Y, sin embargo, las librerías siguen teniendo su público y no dejan de aparecer novedades editoriales cada semana. Quedan, todavía, quienes se apuntan a la variada oferta de clubs de lectura que ofrece la ciudad, incluso a talleres de escritura donde, semana tras semana, acuden con sus textos para compartirlos con otros locos que, igual que ellos, emplean las escasas horas libres que les conceden el trabajo y otros rituales de supervivencia en perderse por los vericuetos de la página en blanco. Un tiempo precioso y cada vez más caro que ellos dedican a la tarea de escribir con el esmero que uno pone en esos placeres pequeños y sutiles que, si no dan sentido a la vida, a menudo la justifican.

Todas estas personas me parecen hoy más necesarias que nunca. Son auténticas revolucionarias, una suerte de involuntaria resistencia civil. Cabezas llenas de pájaros, papadores de moscas, ilusos, ingenuos, defensores acérrimos de la pereza, de la vaguería productiva, de la desaceleración de todas las cosas. Amantes de los lentos paseos y las copas de vino, de los cafés antiguos y de la música y el teatro y el cine. Personas que guardan una fidelidad entrañable a sus escritores y cineastas y músicos favoritos, que no hacen daño a nadie, aunque les guste ver una y otra vez la misma película, aunque apenas tengan seguidores en Instagram y se nieguen a cambiar de móvil cada año y medio.
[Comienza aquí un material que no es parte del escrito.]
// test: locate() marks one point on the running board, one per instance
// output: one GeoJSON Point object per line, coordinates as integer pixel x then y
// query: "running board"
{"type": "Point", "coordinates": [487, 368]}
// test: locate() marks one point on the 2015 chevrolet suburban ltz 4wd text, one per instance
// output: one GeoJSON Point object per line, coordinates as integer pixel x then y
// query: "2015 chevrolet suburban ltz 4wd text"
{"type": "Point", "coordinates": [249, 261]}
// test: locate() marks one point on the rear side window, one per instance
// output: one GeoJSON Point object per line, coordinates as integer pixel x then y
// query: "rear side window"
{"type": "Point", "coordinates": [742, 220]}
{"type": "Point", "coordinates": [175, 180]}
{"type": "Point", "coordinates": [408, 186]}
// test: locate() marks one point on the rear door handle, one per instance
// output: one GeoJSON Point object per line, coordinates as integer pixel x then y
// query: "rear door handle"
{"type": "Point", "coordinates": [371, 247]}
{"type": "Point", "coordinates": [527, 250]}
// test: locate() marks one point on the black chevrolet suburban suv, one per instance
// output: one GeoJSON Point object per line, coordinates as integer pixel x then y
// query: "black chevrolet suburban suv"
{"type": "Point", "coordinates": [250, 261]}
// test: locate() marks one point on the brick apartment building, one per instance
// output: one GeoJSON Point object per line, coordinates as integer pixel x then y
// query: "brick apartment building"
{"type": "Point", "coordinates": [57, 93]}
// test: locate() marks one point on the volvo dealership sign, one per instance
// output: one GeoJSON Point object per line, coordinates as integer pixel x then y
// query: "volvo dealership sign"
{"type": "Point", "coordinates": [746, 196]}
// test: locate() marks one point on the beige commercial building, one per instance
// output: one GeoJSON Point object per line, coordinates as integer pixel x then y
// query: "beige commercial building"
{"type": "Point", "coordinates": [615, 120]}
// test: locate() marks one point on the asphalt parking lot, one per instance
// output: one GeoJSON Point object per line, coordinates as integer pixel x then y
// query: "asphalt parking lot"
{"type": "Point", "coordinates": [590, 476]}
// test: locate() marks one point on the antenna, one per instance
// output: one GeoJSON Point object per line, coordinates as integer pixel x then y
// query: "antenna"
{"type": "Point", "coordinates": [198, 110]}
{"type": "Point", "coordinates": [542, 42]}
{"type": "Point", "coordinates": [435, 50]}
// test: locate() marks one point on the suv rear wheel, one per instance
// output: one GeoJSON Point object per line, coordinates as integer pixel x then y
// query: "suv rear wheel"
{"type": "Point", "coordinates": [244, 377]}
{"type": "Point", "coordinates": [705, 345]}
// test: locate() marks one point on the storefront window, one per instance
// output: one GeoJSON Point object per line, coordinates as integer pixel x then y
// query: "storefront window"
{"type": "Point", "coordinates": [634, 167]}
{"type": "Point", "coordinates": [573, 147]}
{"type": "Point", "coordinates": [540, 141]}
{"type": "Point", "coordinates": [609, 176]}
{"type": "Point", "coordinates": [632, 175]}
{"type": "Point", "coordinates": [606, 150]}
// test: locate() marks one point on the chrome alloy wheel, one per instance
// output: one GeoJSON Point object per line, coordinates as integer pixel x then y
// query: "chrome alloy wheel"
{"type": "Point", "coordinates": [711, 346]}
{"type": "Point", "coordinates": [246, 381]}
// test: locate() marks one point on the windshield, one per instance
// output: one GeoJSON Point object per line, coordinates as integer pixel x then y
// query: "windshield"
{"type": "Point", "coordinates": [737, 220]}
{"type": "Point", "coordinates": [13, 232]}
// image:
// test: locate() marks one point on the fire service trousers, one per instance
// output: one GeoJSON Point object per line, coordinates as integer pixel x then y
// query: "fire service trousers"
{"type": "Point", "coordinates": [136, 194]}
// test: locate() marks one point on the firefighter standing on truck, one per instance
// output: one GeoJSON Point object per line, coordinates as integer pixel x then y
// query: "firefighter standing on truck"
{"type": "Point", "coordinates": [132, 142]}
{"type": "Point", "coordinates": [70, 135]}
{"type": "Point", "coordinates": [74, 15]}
He tenido la suerte de conocer a algunas de estas personas, de compartir con ellas relatos y conversaciones. También mesa y mantel, e incluso nos hemos acostado un montón de noches con los mismos libros. Y me siento tremendamente afortunado por ello. Porque cuando dejo el taller y salgo ahí afuera, la realidad me parece más dura y a menudo más tonta, con tanta gente boqueando frente sus pantallas, esas peceras de engañosa luz azulada.